(Il testo seguente è tratto integralmente dalla nota stampa inviata all’Agenzia Opinione) –
///
Discarica di Ronchi e suicidi: prosegue in aula l’esame delle mozioni
Si riprende domani mattina alle ore 09.00
Il tema della concessione della discarica di Ponte Ronco nel Primiero ha tenuto bando nel pomeriggio complice la discussione di due documenti di mozione, uno accolto (di Antonella Brunet) e l’altro respinto (di Filippo Degasperi). L’aula ha poi affrontata il delicato tema dei suicidi con la trattazione della mozione di Paola Demagri sulla prevenzione dei suicidi attraverso la messa in sicurezza delle infrastrutture. Al pronunciamento in prima battuta negativo del vicepresidente Spinelli è seguito un dibattito acceso e convinto sull’importanza di riservare attenzione al tema, vista la sua delicatezza e la portata emergenziale. Tanto che il vicepresidente è irritualmnete tornato sui suoi passi e si è reso disponibile a considerare una formulazione del dispositivo congiunta. Se ne riparlerà domani.
**Mozione 253 (approvata)**
**Antonella Brunet (Lista Fugatti)**
**Sulla discarica di Ponte Ronco-Canal San Bovo**
La mozione della consigliera Brunet, approvata, ripercorre la storia e le criticità della discarica di Ponte di Ronco a Canal San Bovo, attiva dal 2009 e destinata allo smaltimento di rifiuti inerti. La comunità locale manifesta crescente disagio per il traffico pesante e l’impatto socioeconomico sull’area. Alla luce di ciò, il dispositivo impegna la Giunta a proseguire i controlli straordinari sulla discarica e sul cantiere dell’ex scalo Filzi, a individuare soluzioni durature per ridurre il traffico pesante e a promuovere un confronto con il Comune di Canal San Bovo, in vista della scadenza nel 2028 della concessione, per valutare attentamente l’opportunità di un eventuale rinnovo o nuova concessione.

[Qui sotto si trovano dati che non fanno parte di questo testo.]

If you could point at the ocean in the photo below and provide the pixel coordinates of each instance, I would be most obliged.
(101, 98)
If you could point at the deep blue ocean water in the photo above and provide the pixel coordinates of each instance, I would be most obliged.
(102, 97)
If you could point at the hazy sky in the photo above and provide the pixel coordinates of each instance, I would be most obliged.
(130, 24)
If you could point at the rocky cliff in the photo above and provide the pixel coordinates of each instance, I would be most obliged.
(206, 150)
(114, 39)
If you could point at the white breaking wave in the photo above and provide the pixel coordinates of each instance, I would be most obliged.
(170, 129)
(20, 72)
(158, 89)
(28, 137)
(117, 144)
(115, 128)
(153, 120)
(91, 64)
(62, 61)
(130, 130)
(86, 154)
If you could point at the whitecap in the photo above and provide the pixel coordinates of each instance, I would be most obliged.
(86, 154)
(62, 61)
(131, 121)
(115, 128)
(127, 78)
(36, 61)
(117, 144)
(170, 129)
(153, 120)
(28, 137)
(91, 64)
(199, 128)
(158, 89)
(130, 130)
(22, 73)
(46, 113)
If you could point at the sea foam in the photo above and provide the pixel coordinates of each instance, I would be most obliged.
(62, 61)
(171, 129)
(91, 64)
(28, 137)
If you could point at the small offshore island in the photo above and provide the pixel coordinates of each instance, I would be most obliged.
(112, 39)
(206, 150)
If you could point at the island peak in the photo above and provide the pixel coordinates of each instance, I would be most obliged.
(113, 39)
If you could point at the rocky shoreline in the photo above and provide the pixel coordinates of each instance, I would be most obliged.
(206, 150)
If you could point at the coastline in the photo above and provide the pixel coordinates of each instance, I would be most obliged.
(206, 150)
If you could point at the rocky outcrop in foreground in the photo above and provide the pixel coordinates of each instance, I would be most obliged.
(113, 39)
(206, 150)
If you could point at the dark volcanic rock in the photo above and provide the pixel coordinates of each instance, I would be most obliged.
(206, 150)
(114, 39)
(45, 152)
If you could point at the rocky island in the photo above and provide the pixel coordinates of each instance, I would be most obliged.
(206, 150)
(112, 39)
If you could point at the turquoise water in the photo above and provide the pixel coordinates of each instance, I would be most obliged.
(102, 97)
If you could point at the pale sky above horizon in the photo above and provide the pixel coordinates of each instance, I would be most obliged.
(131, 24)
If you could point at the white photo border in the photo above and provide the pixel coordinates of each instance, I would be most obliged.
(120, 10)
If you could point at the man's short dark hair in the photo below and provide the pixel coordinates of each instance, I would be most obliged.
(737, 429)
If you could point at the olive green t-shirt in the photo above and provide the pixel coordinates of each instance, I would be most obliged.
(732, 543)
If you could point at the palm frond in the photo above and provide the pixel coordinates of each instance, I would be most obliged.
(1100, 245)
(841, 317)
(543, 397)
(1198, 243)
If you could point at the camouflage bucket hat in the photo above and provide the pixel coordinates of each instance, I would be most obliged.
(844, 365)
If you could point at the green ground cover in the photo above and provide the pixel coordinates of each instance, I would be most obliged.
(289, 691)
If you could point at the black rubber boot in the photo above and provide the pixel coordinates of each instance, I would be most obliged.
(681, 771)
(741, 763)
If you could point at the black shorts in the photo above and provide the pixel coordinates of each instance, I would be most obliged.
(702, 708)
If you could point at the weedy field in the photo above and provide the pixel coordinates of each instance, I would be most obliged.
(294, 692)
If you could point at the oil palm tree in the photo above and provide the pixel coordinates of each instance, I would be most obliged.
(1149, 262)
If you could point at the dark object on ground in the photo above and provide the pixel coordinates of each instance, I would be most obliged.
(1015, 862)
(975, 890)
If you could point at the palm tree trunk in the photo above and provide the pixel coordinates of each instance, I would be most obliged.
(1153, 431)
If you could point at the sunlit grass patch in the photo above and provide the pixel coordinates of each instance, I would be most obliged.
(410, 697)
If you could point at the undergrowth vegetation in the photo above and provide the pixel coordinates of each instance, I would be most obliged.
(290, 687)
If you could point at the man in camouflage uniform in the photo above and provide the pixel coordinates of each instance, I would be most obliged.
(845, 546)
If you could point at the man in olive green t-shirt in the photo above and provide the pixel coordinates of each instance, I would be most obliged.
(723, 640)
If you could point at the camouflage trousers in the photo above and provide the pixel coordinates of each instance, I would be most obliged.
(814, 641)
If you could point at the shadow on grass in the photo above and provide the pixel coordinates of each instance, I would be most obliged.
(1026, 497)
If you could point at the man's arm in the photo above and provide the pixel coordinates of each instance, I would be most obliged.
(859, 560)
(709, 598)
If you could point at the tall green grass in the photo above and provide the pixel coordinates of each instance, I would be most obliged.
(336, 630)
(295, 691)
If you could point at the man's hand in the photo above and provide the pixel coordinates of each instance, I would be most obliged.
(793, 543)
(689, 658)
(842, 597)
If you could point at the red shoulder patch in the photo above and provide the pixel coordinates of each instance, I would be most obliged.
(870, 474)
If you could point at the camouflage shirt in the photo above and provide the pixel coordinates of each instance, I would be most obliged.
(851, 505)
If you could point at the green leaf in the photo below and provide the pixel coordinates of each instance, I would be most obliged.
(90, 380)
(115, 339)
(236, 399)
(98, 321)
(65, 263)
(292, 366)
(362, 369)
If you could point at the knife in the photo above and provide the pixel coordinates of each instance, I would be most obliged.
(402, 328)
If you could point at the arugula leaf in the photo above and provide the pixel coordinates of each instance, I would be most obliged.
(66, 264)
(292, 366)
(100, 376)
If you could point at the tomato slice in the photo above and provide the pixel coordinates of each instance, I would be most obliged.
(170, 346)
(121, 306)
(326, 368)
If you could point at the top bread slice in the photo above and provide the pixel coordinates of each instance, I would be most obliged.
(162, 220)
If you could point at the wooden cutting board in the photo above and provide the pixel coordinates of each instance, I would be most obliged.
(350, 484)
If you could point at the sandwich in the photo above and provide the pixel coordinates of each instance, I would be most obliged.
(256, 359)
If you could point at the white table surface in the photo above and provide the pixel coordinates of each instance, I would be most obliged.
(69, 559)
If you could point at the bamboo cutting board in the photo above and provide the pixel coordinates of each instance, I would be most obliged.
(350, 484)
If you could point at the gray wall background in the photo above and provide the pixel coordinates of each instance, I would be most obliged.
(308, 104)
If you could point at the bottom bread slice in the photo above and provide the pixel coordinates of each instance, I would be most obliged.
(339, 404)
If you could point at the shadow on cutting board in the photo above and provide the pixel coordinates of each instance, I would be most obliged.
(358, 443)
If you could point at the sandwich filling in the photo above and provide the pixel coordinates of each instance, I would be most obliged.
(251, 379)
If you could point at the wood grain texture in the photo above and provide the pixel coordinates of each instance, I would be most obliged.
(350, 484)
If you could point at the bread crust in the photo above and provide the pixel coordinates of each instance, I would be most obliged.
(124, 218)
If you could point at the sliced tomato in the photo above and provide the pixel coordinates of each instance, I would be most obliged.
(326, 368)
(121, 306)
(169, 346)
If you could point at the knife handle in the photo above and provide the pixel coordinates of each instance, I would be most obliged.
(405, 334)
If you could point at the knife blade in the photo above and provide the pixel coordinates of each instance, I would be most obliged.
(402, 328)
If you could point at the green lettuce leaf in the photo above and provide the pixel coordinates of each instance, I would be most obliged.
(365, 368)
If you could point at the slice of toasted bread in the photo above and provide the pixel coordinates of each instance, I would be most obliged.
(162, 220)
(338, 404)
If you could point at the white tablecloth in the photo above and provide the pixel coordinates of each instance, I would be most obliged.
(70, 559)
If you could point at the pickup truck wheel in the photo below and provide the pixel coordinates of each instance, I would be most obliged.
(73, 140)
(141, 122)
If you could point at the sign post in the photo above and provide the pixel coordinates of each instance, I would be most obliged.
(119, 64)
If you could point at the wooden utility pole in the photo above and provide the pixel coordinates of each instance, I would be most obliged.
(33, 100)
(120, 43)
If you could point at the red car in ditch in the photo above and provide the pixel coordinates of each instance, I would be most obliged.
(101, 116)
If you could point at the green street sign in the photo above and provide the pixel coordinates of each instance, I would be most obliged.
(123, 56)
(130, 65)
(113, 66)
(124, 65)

Sulla base dei documenti agli atti, ha detto l’assessora Giulia Zanotelli, in data marzo 2012 la ditta depositava presso il servizio valutazione ambientale il progetto esecutivo per la discarica di inerti in oggetto. Il 19 ottobre 2012 la Giunta formulava parere favorevole sulla compatibilità ambientale dell’opera, con autorizzazione in scadenza nell’ottobre 2028. I rifiuti inerti sono classificati come non pericolosi. La discarica è dotata di drenaggi e pozzetti di ispezione, di una vasca interrata a tenuta per la depurazione delle acque usate per il contenimento delle polveri sollevate. Nessuno scarico è previsto nel torrente Vanoi perché tutte le lavorazioni avvengono a ciclo chiuso. Appa ha eseguito ben due sopralluoghi solo nell’agosto scorso e dall’analisi dei dati di Appa è confermata la piena accettabilità della discarica. Alla luce di questo e dai contenuti emersi dalle analisi, non vi sono dunque elementi per arrivare alla procedura di revoca dell’autorizzazione. Il parere espresso dall’assessora Zanotelli riguarda per sua stessa ammissione anche il documento del consigliere Degasperi riferito alla stessa discarica di Ponte Ronco.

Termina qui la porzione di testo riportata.